I had...at the very roadside first... discerned all that was just now noted... by intensely focused casual glance... to intentionally save the jug upon its rolling shelf clutter travel; from barn to truck... pile... to truck... bed... to, NOW... truck cab.  It... now wrapped in the shirt.
            And heading home.
            To arrive home.
            To be home.
            To have her; my wife, come right out to ‘see’ ‘what’ “Anything?”
            “Yes here”. I say unwrapping my shirt to show... and tell
            First the story.
            Then its story.
            Then my story.
            “Anything else?
            “The piece of peach pie”.



Epilogue



            “WELL YOU HAVE to take the PLATE back.”
            “Not today I’m not”.
            “EAT the pie and take it back.  I’ll wash it.”
            “Not today”
            “You have to.”
            “I will.”
            “When then?”
            “I will wait and do it... in six weeks or so; a rainy cool mid October day.  A cold one with drizzle.”
            “Oh yes”; (she understands the craft.
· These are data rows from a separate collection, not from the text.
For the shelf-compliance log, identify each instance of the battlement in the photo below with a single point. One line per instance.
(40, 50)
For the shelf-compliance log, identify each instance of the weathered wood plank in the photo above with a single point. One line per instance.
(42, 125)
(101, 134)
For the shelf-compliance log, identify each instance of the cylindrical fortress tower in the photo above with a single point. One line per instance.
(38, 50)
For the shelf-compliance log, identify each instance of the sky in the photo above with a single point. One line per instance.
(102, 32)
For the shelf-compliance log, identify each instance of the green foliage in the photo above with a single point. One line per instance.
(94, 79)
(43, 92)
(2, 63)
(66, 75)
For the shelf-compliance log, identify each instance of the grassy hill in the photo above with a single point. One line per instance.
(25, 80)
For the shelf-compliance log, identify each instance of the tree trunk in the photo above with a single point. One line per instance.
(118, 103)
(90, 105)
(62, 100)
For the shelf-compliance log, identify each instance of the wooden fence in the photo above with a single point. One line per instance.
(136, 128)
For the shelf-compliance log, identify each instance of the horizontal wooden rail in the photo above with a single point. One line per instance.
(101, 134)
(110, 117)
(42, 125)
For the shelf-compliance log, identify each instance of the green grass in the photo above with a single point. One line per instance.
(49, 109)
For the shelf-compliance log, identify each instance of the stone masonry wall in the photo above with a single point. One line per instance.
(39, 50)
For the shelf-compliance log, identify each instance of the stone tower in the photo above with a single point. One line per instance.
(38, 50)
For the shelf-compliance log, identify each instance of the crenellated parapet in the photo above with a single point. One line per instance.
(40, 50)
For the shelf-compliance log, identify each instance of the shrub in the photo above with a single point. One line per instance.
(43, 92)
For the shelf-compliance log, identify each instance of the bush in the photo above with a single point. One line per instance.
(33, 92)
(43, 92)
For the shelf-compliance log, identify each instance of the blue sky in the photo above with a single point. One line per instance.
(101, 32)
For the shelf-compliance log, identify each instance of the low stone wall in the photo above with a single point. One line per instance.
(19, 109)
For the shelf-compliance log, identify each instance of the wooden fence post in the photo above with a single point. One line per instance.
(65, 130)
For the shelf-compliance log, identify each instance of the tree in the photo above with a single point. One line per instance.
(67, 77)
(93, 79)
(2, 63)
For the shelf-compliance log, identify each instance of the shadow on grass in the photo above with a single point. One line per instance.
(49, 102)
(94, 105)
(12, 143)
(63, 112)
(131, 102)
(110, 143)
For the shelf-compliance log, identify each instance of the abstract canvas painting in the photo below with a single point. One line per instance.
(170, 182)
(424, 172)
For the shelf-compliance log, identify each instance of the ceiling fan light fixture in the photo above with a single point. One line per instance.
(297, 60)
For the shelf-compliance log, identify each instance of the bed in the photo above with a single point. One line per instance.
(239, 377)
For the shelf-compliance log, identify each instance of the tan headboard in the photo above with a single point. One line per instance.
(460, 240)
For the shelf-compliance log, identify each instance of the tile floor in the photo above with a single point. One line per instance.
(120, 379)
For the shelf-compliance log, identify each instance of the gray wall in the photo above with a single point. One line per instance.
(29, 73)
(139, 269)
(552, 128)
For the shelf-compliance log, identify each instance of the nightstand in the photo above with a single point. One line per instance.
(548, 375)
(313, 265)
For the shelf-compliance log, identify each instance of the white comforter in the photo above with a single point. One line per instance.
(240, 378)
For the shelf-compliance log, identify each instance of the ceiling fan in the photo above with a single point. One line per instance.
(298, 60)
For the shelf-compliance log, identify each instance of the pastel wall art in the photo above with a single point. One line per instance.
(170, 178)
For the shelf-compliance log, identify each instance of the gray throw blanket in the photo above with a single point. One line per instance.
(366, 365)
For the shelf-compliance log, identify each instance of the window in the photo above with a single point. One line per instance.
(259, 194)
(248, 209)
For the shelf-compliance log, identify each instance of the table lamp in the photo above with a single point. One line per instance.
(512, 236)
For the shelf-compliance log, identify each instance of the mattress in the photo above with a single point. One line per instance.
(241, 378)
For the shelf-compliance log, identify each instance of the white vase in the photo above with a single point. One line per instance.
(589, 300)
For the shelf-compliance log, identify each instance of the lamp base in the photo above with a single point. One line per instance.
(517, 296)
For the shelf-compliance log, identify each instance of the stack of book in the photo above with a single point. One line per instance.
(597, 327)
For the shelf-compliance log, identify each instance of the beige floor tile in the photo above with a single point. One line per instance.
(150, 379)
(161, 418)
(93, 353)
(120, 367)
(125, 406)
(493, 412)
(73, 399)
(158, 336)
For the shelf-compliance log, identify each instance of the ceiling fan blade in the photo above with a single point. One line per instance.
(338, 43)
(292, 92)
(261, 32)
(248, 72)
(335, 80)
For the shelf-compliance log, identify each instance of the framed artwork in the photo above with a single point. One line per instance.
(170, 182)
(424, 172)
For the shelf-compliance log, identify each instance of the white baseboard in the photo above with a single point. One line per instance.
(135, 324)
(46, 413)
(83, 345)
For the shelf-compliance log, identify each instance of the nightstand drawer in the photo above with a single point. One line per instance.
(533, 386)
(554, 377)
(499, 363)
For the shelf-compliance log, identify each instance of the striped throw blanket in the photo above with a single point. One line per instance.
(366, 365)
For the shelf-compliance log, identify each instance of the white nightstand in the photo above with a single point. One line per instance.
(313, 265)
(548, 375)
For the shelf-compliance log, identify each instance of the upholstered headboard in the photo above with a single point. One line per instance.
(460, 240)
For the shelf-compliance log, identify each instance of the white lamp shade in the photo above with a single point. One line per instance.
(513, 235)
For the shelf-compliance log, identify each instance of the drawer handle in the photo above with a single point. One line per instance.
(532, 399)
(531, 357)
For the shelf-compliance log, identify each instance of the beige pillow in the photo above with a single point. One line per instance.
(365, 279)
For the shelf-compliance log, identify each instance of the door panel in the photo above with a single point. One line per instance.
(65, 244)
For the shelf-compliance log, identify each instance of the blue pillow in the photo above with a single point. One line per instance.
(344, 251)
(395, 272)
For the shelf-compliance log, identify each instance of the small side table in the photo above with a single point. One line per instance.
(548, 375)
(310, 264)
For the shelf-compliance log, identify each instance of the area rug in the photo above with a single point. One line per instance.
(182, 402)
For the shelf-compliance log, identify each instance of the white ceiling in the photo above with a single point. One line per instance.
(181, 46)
Tee.  Ness.)
            “They’ll be inside that day.  I’ll stop in the morning, well before lunch.  There’s plenty of stuff in that place. ...  I’m going back to Steward’s for another load”.
           
            AT Steward’s ‘old barn’ I was “sure enough” loading truck when up come MR. in his TRUCK with... no chair.  “SAYS TO TELL YOU SHE WON’T HAVE IT UNTIL TOMMOROW”.  Pause with a visual survey into the open barn behind me.  “WHAT YOU GONNA DO WITH ALL THIS TRUCK?” he continued as he turned to survey the whole UPPER interior of the old barn. 
            “Haul it off.”
            “Lot of work.”
            “Part of the deal.”
            “YOU DO PRETTY GOOD HAULING OLD TRUCK?”
            “Good enough”.
            “GOT A LOT OF OLD TRUCK WE DO.”
            “Yep:  I seen that.”
            “SHE WON’T LET IT GO YOU KNOW.”
            “Taking it with her”.
            “NO.  IT STAYS.  NONE of her people EVER TOOK ANY OF IT with ‘em.”
            “Lot of it, huh”.
            “Jesus.”
            “Right.”
            “YOU PAY A LOT FOR THAT TRUCK?”
            “Enough; TOO much.”
            “They BEAT yah.”
            “Hard.”
            “WELL”:  Pause.  “I GUESS:”
            Mr. turned slowly toward his truck.  He walked slowly to his truck.  He got slowly into the truck.  He backed slowly out and  SLOWLY turned around.  And finally... slowly... left.
            The next day, in the afternoon, he brought the chair up to Steward’s barn and I bought it.

The End




1 comment:

  1. All that for a piece of pie…hunger does strange things to a person…oh, the jug and the chair too…but the pie TASTES good NOW...it goes in your gut…and, along with the jug and the chair, it goes in your mind to savor on another day…maybe the pie is the PRIZE.